Kumar Pankaj, Kabra Saurabh, Cole Jacqueline M
Cavendish Laboratory, Department of Physics, University of Cambridge, J. J. Thomson Avenue, Cambridge CB3 0HE. U.K.
ISIS Neutron and Muon Source, STFC Rutherford Appleton Laboratory, Harwell Science and Innovation Campus, Didcot OX11 0QX, U.K.
J Chem Inf Model. 2025 Feb 24;65(4):1873-1888. doi: 10.1021/acs.jcim.4c00857. Epub 2025 Jan 31.

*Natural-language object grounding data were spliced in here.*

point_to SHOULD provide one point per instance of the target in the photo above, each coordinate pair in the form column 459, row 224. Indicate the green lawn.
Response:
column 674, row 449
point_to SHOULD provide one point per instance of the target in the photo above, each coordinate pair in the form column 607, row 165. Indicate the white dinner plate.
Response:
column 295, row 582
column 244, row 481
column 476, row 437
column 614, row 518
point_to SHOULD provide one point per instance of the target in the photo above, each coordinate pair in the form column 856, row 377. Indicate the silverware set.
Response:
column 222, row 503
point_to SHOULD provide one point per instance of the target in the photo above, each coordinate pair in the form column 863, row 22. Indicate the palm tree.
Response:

Language models are transforming materials-aware natural-language processing by enabling the extraction of dynamic, context-rich information from unstructured text, thus, moving beyond the limitations of traditional information-extraction methods. Moreover, small language models are on the rise because some of them can perform better than large language models (LLMs) when given domain-specific question-answer tasks, especially about an application area that relies on a highly specialized vernacular, such as materials science. We therefore present a new class of MechBERT language models for understanding mechanical stress and strain in materials. These employ Bidirectional Encoder Representations for transformer (BERT) architectures. We showcase four MechBERT models, all of which were pretrained on a corpus of documents that are textually rich in chemicals and their stress-strain properties and were fine-tuned on question-answering tasks. We evaluated the level of performance of our models on domain-specific as well as general English-language question-answer tasks and also explored the influence of the size and type of BERT architectures on model performance. We find that our MechBERT models outperform BERT-based models of the same size and maintain relevancy better than much larger BERT-based models when tasked with domain-specific question-answering tasks within the stress-strain engineering sector. These small language models also enable much faster processing and require a much smaller fraction of data to pretrain them, affording them greater operational efficiency and energy sustainability than LLMs.
语言模型正在改变材料感知自然语言处理,通过从非结构化文本中提取动态的、上下文丰富的信息,从而突破传统信息提取方法的局限性。此外,小型语言模型正在兴起,因为在给定特定领域的问答任务时,其中一些模型的表现优于大型语言模型(LLMs),特别是在依赖高度专业化术语的应用领域,如材料科学。因此,我们提出了一类新的MechBERT语言模型,用于理解材料中的机械应力和应变。这些模型采用了用于Transformer(BERT)架构的双向编码器表示。我们展示了四个MechBERT模型,所有这些模型都在一个文本丰富的化学物质及其应力 - 应变特性的文档语料库上进行了预训练,并在问答任务上进行了微调。我们评估了我们的模型在特定领域以及通用英语问答任务上的性能水平,并探讨了BERT架构的大小和类型对模型性能的影响。我们发现,在应力 - 应变工程领域的特定领域问答任务中,我们的MechBERT模型优于相同大小的基于BERT的模型,并且比大得多的基于BERT的模型更好地保持相关性。这些小型语言模型还能够实现更快的处理速度,并且在预训练时需要的数据量要少得多,与大型语言模型相比,它们具有更高的运营效率和能源可持续性。